While Duffy has touted the economy, Engebretson said people in the district are struggling.
"There’s a lot of people out there that are barely making ends meet. They’re worried they’re going to have health care," she said.
Regardless of the election outcome, Engebretson said people have mobilized around issues important to them since the 2016 presidential election.
"We have a lot of great people here and tomorrow’s another day," she said.

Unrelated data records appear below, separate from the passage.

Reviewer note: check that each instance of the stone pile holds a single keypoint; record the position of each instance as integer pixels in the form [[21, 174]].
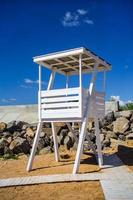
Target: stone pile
[[17, 137]]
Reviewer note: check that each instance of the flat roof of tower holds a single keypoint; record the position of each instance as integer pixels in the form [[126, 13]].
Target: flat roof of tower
[[67, 62]]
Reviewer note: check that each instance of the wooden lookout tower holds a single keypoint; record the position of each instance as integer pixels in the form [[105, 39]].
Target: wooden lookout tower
[[71, 104]]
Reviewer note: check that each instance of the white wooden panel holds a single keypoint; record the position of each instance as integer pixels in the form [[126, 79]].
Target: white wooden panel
[[100, 94], [64, 113], [60, 105], [60, 92], [60, 99]]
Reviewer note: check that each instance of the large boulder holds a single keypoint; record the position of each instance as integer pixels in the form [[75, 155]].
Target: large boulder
[[121, 125], [3, 144], [68, 142], [111, 134], [11, 126], [2, 127], [20, 145], [46, 150], [30, 132]]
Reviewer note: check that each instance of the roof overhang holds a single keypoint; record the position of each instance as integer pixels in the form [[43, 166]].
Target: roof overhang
[[67, 62]]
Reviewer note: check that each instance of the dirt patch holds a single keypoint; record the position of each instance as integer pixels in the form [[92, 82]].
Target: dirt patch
[[45, 164], [125, 152], [59, 191]]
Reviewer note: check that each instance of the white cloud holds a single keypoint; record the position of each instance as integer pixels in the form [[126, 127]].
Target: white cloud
[[73, 19], [82, 11], [30, 81], [70, 19], [88, 21], [8, 100]]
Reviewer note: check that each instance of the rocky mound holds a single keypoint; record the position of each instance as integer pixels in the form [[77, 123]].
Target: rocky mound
[[17, 137]]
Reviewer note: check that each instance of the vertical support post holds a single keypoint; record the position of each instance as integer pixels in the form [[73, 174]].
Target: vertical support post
[[84, 123], [50, 86], [39, 93], [97, 132], [55, 142], [80, 84], [104, 81], [51, 80], [67, 79], [36, 139]]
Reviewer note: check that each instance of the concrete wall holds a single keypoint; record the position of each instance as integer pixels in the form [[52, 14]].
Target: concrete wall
[[28, 113]]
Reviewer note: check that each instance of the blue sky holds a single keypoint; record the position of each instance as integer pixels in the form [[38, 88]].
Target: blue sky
[[31, 28]]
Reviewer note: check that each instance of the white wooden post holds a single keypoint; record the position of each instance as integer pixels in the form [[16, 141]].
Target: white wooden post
[[104, 81], [84, 124], [50, 86], [55, 142], [97, 132], [67, 79], [80, 83], [36, 139]]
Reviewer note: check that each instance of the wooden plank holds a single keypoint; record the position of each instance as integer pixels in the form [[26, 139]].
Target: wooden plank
[[100, 94], [64, 113], [61, 105], [60, 92], [60, 99]]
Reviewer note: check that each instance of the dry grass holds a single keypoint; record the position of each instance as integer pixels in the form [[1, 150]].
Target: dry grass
[[60, 191]]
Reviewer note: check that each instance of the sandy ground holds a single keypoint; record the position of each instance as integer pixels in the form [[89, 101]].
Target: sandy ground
[[45, 164]]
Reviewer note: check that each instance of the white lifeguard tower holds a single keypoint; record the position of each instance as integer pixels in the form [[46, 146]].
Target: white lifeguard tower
[[71, 104]]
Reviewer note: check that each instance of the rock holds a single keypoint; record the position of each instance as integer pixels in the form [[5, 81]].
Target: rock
[[2, 127], [33, 126], [11, 126], [102, 137], [106, 143], [43, 142], [47, 131], [110, 117], [6, 134], [29, 132], [68, 142], [117, 115], [45, 150], [16, 134], [129, 136], [19, 125], [61, 139], [20, 145], [9, 139], [42, 134], [92, 137], [59, 124], [90, 125], [126, 113], [70, 134], [120, 125], [111, 134], [122, 137], [46, 125], [110, 127], [3, 144]]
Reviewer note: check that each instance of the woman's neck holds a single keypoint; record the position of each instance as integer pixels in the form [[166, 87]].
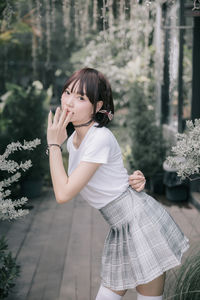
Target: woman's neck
[[81, 131]]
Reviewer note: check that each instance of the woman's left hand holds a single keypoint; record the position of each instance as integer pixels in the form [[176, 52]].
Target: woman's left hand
[[56, 131], [137, 181]]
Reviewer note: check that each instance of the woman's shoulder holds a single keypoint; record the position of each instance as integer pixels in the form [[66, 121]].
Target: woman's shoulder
[[103, 135]]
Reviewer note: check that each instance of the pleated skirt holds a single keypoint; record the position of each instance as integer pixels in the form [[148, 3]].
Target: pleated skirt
[[143, 241]]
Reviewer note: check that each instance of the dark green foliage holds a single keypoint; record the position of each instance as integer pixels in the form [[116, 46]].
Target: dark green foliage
[[9, 269], [25, 115], [187, 284], [148, 146]]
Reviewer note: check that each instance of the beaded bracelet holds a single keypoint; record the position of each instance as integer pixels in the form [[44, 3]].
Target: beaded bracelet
[[49, 145]]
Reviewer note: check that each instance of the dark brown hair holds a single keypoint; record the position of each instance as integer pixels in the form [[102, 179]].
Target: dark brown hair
[[97, 88]]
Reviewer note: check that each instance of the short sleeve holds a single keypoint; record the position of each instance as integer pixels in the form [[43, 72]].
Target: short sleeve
[[97, 150]]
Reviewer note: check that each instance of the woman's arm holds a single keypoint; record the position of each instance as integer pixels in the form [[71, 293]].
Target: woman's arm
[[66, 188]]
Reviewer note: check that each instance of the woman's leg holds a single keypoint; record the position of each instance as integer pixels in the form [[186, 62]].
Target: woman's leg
[[152, 288], [106, 293]]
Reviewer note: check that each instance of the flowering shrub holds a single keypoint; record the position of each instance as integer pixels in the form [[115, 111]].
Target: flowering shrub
[[11, 209], [186, 157]]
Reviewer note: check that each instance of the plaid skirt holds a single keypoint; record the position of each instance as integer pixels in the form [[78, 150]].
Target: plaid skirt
[[143, 241]]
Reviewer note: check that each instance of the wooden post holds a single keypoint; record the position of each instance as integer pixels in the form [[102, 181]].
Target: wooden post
[[196, 70], [180, 67], [165, 85]]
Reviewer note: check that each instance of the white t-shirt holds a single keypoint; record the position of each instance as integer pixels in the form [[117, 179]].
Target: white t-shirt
[[111, 178]]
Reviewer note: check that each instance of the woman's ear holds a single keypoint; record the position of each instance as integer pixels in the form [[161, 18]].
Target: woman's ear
[[99, 105]]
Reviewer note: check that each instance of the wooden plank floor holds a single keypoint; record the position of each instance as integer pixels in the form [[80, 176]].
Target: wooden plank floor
[[59, 249]]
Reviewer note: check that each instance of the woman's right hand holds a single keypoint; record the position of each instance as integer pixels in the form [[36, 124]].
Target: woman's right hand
[[56, 130]]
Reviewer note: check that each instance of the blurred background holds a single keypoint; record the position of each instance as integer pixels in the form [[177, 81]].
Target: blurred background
[[148, 50]]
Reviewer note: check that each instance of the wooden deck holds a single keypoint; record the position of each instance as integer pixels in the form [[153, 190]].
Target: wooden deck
[[59, 249]]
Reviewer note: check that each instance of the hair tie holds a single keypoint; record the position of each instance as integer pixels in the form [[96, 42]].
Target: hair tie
[[109, 114]]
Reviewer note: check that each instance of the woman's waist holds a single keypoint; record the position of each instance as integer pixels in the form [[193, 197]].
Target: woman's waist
[[119, 210]]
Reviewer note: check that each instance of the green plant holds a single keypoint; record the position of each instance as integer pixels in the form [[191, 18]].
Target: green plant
[[148, 145], [24, 114], [184, 284], [9, 269], [12, 209], [186, 152]]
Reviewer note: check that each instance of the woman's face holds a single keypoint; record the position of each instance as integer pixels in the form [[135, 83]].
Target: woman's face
[[79, 105]]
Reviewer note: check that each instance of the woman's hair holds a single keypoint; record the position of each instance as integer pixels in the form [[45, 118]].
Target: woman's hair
[[97, 88]]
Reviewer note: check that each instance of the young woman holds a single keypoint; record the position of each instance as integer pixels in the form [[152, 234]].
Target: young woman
[[144, 241]]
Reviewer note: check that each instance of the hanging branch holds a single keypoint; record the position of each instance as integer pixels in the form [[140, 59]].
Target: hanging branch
[[48, 32]]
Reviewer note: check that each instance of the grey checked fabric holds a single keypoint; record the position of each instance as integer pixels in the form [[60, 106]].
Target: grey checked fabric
[[143, 241]]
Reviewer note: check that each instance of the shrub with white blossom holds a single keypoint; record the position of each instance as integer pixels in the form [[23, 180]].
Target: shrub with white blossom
[[186, 152], [10, 209]]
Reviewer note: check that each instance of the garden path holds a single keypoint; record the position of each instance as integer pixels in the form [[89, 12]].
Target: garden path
[[59, 247]]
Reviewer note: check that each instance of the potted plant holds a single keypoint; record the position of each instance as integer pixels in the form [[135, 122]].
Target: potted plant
[[184, 160], [25, 112], [148, 145]]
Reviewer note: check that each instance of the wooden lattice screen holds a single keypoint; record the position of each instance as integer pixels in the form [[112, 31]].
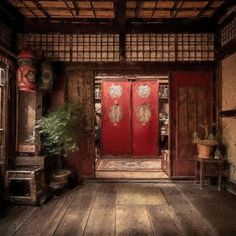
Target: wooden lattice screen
[[228, 32], [105, 47], [170, 47], [5, 35]]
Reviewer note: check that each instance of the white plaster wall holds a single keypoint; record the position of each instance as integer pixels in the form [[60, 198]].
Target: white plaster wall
[[229, 102]]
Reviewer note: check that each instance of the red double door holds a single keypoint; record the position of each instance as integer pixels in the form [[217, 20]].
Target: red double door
[[129, 119]]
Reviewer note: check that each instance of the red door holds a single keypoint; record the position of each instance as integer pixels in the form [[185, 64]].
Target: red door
[[191, 99], [144, 119], [116, 118]]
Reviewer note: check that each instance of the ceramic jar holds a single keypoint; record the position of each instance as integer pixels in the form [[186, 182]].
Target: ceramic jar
[[46, 76], [26, 72]]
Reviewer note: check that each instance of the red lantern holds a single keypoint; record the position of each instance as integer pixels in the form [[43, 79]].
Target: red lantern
[[26, 71]]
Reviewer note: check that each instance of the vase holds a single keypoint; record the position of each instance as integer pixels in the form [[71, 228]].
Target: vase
[[26, 71], [46, 76]]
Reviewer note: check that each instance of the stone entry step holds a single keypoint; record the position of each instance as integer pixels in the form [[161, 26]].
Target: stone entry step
[[127, 168]]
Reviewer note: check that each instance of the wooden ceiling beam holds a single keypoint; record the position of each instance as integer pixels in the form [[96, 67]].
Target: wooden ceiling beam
[[120, 12], [138, 8], [176, 8], [68, 7], [140, 26], [94, 13], [223, 9], [205, 8], [39, 6], [75, 7], [28, 8], [154, 9]]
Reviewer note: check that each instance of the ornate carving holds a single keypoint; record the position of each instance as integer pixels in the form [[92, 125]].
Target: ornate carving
[[144, 113], [115, 91], [144, 91], [115, 114]]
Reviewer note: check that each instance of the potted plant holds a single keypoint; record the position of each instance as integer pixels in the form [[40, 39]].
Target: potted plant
[[60, 130], [205, 146]]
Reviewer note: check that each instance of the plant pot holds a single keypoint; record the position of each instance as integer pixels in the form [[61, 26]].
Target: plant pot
[[204, 151], [60, 178]]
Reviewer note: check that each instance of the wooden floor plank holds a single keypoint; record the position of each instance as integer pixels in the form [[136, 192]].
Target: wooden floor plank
[[101, 222], [41, 217], [106, 196], [17, 215], [164, 221], [132, 220], [131, 194], [56, 218], [76, 216]]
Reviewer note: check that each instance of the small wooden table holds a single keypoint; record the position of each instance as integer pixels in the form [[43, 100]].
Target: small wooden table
[[208, 167]]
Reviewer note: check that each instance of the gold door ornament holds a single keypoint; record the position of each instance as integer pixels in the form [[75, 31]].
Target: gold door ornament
[[144, 113], [115, 91], [144, 91], [115, 114]]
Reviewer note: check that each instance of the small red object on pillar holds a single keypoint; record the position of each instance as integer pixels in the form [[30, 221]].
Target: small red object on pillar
[[26, 71]]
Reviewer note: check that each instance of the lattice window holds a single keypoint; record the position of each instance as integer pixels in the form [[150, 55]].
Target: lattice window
[[5, 35], [55, 46], [2, 111], [228, 32], [170, 47], [95, 47], [150, 47], [195, 47], [75, 47], [139, 47]]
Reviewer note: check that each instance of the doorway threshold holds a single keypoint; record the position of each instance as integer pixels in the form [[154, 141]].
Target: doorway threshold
[[127, 168]]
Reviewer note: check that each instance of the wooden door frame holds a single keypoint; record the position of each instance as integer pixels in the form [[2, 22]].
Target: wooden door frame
[[138, 76]]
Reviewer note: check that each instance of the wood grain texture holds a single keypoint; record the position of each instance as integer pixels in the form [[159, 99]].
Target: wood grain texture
[[93, 209]]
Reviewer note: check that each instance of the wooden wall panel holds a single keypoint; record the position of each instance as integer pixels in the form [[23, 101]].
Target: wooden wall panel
[[79, 89], [191, 105]]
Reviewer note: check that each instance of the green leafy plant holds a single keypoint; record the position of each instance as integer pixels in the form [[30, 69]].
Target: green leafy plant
[[60, 130], [208, 138]]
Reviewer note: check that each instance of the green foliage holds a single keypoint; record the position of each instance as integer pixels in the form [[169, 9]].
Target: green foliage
[[208, 139], [61, 128]]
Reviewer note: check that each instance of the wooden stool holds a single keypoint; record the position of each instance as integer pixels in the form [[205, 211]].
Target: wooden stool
[[208, 167], [34, 178]]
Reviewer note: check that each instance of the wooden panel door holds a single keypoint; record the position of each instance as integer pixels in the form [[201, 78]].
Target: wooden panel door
[[191, 99], [116, 118], [144, 119]]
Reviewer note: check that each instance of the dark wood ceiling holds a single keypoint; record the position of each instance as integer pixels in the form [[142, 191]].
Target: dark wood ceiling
[[107, 9]]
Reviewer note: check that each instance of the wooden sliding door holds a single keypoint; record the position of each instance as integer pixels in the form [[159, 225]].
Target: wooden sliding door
[[191, 106]]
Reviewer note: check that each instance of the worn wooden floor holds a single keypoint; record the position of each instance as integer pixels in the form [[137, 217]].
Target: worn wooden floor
[[128, 209]]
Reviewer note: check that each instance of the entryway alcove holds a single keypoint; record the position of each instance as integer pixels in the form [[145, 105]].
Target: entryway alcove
[[132, 125]]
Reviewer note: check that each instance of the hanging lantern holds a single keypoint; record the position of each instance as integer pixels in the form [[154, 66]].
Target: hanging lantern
[[26, 71], [46, 77]]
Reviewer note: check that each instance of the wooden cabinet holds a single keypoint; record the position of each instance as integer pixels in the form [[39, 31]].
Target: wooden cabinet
[[29, 110], [208, 167], [191, 106]]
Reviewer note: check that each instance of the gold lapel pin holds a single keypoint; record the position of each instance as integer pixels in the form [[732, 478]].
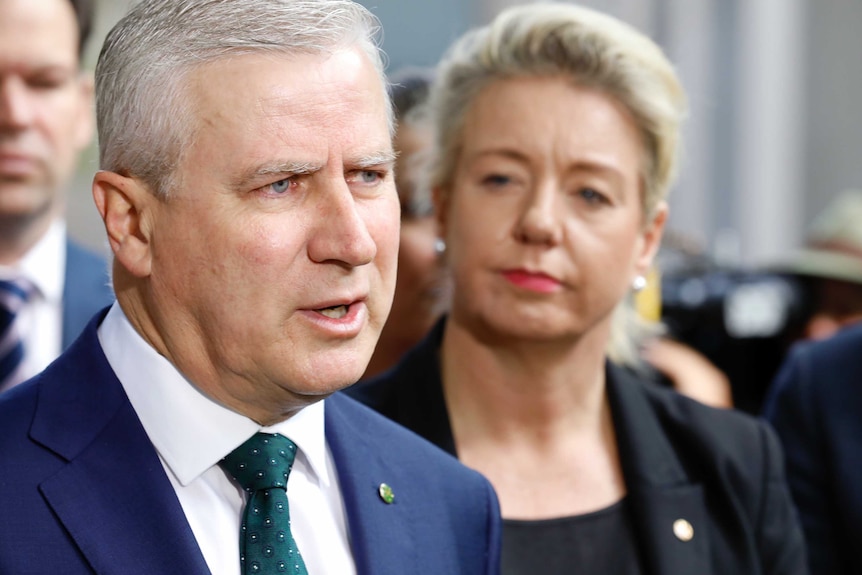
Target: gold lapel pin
[[683, 530], [386, 494]]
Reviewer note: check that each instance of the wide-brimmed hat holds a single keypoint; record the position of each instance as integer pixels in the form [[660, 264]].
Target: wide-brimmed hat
[[833, 243]]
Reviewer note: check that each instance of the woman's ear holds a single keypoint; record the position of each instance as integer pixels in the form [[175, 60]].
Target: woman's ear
[[440, 197], [651, 238], [126, 207]]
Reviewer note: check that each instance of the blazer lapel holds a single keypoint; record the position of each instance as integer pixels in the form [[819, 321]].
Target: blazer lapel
[[112, 496], [667, 508], [382, 535]]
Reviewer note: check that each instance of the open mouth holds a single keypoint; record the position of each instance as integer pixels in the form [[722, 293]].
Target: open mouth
[[334, 312]]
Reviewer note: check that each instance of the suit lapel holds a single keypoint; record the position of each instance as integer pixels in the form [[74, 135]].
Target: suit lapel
[[664, 501], [112, 496], [382, 535]]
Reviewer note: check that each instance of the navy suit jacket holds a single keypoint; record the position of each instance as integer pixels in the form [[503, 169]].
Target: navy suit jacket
[[82, 489], [86, 290], [815, 404], [719, 469]]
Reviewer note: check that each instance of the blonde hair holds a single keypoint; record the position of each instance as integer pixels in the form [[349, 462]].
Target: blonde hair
[[591, 50], [588, 48]]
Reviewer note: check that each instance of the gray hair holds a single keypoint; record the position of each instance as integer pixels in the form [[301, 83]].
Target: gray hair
[[588, 48], [145, 123]]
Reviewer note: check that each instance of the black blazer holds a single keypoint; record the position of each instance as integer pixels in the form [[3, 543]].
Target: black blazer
[[720, 470], [815, 405]]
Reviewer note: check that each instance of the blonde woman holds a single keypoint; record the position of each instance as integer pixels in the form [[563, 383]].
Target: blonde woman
[[557, 136]]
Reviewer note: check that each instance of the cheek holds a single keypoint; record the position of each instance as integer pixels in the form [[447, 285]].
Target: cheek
[[417, 244]]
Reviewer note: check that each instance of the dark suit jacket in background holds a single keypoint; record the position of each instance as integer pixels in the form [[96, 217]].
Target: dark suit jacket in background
[[718, 469], [815, 404], [82, 489], [86, 290]]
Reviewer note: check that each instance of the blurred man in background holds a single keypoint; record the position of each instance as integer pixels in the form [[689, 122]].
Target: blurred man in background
[[49, 286]]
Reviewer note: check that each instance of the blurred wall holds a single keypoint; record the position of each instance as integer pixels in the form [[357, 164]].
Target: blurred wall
[[773, 134]]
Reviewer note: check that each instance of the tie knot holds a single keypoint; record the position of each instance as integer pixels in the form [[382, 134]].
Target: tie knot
[[262, 462]]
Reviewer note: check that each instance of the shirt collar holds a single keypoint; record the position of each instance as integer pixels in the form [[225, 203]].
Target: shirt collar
[[43, 266], [191, 431]]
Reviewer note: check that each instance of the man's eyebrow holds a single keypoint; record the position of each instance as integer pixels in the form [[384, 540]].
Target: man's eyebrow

Looking back, Engebretson said she would’ve run the race differently, but she noted she has never run for political office before.
"I put everything out there so I’ll rest easy at night," she said. "I’m at peace with the results."
Duffy and Engebretson represented a stark contrast on health care with the Republican congressman pushing for a free-market health care system while his challenger supported a Medicare for All health care model.
On immigration, Duffy said the United States needs to secure its border with Mexico whether through a wall or technology. Engebretson has pushed for a path to citizenship for the roughly 11 million immigrants living in the country illegally.
The two were also at odds on gun control, with Engebretson pushing for a ban on military-style assault weapons. Duffy has said a ban on military-style assault weapons would only hurt law-abiding citizens and their Second Amendment rights.
Editor's note: This story was last updated at 12: 23 a.m. Wednesday, Nov. 7, 2018, with comments from Margaret Engebretson.